Desnos (on prononce les deux “s” sinon on a l'air con… comme votre serviteur) est un poète surréaliste du club Breton/Aragon, autodidacte, issu d'une famille modeste, journaliste et adepte de l'écriture automatique.
ce recueil propose une anthologie non exhaustive des écrits du poète de 1919 à 1944.

Sa poésie est gorgée d'inventions et de tentatives séduisantes, s'inscrivant dans une génération en rupture avec les vers classiques, Desnos essaye une poétique protéiforme, faite de pieds inégaux, de prose fantaisiste, de défis espiègles et unissant l'argot à l'onirisme.
Paradoxalement la première partie du recueil, la jeunesse de Desnos, est plus sombre que la fin, l'occupation allemande et la déportation du poète. Si le jeune Robert semble en proie à des pensées mélancoliques, des passions cafardeuses, le Desnos des années quarante pratique la poésie comme un sport de combat, la vie coule dans ses vers, c'est un homme amoureux, dansant avec les strophes, qui résiste dans une jubilation créatrice.

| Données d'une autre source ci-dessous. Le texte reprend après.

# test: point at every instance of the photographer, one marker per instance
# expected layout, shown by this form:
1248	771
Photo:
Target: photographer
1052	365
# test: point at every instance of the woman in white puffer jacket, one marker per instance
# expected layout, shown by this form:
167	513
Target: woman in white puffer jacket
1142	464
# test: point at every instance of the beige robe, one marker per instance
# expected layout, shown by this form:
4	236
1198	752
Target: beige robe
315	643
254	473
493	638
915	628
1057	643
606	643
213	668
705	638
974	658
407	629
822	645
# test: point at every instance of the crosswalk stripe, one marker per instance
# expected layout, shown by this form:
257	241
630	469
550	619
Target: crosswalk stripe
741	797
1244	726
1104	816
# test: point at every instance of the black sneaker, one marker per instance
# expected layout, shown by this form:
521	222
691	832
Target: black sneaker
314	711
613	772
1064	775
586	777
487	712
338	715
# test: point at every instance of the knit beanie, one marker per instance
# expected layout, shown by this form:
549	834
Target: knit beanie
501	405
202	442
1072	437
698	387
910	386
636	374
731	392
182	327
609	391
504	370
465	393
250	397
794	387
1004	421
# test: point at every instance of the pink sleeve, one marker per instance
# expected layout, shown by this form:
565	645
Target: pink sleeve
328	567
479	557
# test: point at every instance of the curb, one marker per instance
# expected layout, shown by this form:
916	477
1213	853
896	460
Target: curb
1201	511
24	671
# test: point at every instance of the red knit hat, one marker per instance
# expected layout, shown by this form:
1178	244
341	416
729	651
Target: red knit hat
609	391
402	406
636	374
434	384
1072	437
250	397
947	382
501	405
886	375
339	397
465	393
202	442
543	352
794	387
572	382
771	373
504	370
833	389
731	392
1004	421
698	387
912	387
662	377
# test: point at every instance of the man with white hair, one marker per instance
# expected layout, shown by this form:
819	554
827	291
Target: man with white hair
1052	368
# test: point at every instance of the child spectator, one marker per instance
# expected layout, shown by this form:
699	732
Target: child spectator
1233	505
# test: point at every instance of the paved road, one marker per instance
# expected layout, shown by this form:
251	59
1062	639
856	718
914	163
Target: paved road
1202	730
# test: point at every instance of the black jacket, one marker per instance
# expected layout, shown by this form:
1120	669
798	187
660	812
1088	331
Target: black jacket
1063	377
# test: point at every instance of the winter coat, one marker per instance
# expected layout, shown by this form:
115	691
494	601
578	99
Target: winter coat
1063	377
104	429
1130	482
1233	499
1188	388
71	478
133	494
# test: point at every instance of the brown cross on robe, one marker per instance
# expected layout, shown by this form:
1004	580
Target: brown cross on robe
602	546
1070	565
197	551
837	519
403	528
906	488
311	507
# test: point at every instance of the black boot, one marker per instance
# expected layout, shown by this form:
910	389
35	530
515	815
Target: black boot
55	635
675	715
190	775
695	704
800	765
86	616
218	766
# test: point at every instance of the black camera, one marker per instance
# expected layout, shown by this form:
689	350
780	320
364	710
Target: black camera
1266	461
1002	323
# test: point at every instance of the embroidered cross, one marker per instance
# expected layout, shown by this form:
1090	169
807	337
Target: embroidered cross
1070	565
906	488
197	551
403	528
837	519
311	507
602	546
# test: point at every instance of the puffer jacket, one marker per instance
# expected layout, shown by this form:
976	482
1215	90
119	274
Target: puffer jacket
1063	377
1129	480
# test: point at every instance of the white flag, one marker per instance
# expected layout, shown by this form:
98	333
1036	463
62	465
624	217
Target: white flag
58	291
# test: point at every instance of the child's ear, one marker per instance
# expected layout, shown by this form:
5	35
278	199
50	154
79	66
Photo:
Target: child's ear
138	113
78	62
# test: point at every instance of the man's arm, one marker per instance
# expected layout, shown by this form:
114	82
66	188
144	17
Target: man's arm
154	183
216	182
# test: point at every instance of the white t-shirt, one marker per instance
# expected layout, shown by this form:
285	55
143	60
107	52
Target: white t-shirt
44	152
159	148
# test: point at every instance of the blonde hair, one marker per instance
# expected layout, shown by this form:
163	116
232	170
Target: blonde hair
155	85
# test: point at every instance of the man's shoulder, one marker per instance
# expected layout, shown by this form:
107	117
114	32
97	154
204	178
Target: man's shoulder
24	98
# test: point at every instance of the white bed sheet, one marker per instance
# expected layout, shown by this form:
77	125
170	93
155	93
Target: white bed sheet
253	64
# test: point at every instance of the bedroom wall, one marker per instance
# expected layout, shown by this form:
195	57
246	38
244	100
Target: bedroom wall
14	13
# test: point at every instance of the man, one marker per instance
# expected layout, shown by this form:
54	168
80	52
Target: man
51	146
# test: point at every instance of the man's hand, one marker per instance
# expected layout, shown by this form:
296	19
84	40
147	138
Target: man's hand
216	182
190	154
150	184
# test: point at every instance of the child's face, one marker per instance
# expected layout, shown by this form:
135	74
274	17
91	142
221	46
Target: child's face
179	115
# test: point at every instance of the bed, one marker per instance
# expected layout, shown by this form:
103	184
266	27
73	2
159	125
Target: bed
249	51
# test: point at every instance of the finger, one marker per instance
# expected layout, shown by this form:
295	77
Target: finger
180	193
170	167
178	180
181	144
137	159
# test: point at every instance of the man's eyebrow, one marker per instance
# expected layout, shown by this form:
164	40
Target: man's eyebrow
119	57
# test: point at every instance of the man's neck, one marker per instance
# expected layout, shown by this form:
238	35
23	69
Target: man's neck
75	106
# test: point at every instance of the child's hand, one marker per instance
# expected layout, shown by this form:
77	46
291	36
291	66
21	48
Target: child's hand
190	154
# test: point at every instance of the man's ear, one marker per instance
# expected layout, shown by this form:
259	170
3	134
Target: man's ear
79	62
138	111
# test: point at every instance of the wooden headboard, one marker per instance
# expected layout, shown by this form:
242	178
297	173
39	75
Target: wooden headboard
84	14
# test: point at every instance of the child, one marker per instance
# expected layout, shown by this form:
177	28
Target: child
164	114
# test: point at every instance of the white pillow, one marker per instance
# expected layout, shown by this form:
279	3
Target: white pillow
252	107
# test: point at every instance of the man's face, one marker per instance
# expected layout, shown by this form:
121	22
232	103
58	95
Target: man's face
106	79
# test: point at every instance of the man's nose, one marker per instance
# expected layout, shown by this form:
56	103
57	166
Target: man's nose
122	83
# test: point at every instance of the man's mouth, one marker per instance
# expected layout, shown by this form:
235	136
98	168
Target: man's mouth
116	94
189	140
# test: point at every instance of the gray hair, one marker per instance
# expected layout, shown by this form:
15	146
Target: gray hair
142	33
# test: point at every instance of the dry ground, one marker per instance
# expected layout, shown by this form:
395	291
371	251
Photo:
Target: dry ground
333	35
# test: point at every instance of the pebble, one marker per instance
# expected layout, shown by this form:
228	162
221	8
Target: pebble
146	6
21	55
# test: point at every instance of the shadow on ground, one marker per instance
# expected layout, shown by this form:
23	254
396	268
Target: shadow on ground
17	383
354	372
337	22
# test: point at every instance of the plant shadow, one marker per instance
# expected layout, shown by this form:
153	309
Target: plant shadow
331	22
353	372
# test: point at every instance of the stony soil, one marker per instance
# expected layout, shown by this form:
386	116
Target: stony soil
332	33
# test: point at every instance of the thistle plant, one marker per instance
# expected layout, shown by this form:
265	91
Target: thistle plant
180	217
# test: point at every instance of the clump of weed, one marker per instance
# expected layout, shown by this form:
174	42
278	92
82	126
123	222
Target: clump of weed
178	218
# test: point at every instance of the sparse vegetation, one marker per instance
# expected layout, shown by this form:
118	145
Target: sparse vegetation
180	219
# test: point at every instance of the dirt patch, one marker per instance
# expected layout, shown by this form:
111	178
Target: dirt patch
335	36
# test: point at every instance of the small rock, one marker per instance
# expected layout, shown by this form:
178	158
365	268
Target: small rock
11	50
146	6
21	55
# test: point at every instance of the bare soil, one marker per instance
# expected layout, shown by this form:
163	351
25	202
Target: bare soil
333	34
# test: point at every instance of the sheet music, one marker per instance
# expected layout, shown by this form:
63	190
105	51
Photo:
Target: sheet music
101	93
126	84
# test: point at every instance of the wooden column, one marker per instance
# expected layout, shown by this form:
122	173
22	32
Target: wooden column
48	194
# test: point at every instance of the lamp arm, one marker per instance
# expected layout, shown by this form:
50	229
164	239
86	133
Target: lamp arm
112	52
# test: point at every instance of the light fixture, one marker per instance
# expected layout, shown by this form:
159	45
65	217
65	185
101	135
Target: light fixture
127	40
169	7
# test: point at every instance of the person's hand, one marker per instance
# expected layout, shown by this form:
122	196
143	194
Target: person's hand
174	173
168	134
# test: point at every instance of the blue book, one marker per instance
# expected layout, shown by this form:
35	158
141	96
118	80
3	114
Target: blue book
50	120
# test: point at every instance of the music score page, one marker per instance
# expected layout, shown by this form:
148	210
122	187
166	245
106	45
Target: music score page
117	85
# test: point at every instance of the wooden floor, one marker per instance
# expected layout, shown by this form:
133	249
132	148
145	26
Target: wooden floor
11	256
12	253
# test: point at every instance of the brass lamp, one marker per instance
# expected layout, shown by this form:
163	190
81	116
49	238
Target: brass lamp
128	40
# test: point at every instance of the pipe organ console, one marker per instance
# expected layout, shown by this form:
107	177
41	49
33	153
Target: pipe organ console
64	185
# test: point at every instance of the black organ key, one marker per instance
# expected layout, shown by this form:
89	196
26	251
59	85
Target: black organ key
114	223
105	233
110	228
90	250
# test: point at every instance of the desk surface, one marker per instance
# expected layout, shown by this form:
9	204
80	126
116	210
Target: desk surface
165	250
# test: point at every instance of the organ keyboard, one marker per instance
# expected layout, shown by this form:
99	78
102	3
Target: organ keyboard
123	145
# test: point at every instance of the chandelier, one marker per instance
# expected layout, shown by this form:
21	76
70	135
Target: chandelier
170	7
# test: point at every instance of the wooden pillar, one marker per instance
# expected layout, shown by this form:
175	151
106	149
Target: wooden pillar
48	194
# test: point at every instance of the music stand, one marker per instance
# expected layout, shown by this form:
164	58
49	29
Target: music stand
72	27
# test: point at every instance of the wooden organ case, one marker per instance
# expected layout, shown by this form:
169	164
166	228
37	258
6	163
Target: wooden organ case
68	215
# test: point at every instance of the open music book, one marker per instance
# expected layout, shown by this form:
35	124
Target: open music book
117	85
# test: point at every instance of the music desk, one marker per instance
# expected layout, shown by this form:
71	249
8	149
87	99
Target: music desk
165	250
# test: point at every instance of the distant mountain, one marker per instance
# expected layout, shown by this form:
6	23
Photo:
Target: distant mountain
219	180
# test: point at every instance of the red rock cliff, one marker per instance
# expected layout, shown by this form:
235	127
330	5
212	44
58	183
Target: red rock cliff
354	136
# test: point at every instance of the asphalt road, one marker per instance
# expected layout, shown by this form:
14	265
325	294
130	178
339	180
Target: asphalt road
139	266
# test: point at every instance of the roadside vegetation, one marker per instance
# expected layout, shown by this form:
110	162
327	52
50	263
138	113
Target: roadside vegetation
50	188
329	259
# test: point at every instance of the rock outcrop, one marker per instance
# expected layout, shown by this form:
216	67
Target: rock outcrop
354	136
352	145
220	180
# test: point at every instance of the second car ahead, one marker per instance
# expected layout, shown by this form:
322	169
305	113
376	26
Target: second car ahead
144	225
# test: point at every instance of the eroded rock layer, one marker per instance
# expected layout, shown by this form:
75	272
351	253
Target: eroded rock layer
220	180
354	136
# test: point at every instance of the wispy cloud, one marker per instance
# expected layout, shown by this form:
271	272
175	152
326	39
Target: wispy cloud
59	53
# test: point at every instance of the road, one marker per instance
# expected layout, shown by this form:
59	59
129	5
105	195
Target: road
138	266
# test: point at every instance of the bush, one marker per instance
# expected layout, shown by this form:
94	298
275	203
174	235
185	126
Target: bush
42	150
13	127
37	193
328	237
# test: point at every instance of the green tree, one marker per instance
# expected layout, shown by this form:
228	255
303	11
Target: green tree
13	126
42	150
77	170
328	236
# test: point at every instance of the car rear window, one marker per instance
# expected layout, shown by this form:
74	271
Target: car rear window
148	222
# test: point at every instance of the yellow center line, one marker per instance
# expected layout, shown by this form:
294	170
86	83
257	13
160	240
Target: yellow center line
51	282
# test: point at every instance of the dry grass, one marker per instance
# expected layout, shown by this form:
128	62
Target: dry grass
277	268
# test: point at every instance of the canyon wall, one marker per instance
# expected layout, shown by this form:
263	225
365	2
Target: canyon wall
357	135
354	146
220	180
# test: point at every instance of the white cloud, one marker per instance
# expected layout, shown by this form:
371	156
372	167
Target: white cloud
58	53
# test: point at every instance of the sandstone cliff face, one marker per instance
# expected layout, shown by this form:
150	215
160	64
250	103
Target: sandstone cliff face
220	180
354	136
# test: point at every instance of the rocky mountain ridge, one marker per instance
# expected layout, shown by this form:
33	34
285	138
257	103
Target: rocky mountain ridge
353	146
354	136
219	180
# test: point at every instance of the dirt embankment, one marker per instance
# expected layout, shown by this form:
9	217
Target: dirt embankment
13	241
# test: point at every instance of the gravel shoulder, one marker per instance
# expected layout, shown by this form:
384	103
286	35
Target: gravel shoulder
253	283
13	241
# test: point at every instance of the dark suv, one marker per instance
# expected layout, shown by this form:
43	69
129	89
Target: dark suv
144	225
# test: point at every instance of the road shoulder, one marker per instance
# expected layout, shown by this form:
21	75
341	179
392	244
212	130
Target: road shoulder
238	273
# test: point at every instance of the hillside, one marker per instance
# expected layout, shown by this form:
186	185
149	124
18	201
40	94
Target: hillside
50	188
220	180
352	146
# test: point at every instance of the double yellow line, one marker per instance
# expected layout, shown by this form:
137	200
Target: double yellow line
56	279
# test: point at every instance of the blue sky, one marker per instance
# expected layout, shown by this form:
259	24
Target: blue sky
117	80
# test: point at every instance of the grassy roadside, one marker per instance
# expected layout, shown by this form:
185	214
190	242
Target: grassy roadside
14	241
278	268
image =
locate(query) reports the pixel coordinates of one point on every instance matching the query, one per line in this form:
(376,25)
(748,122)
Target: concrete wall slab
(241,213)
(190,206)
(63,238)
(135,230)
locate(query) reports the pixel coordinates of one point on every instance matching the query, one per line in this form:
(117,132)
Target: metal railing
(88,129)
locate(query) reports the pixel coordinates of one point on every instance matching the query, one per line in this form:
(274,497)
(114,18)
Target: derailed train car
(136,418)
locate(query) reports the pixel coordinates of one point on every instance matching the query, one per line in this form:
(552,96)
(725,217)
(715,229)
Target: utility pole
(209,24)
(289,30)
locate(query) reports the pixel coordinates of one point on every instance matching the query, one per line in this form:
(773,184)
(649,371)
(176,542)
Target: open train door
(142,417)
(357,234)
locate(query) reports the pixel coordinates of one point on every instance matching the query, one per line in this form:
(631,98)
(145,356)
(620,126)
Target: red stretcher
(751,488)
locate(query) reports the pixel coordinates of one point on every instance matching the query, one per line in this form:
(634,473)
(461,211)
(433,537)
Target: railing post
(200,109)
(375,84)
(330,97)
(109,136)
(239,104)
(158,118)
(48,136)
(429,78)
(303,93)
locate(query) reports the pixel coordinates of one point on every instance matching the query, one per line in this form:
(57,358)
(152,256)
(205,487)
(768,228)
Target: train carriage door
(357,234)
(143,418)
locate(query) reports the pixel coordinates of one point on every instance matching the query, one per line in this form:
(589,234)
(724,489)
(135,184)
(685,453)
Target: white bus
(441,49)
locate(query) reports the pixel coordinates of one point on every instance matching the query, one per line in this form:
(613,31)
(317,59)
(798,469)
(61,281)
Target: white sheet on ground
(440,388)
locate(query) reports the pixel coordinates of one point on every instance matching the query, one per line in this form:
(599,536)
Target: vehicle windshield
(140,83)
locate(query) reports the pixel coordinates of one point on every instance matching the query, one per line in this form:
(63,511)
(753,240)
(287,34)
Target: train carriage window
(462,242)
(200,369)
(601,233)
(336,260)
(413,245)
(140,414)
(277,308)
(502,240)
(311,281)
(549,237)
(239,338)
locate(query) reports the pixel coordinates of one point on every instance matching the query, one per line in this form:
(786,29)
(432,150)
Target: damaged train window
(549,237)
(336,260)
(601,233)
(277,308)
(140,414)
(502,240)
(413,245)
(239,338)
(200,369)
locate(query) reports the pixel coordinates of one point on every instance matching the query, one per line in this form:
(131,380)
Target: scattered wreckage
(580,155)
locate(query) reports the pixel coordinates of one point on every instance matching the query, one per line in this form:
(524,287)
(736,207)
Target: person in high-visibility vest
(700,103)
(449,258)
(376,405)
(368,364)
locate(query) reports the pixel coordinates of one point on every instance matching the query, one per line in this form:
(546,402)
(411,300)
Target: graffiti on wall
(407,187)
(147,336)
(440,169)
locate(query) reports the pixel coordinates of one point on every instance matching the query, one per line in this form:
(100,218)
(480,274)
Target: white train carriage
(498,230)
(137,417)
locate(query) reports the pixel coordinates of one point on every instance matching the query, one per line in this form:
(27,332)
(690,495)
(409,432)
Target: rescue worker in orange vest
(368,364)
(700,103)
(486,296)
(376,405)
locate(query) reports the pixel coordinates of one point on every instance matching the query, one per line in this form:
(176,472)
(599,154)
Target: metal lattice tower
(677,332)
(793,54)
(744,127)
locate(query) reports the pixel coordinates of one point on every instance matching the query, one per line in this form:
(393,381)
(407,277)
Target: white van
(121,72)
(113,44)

Le traitement de l'amour, tout au long de cette Destinée Arbitraire, permet, en renfort du style, de singulariser davantage les vers de Desnos. Il écrit ce sentiment de façon gaie et crue, et décrit les interactions des corps d'une manière polissonne mais pas sordide.
Le lecteur sera ravi de retrouver tout au long du recueil l'esprit mutin de Robert Desnos, la vitalité de ses vers ainsi que la variété de ses inspirations.
Pour le plaisir infini de voir ce magicien des mots, leur niant toute signification pour mieux les armer d'un sens nouveau.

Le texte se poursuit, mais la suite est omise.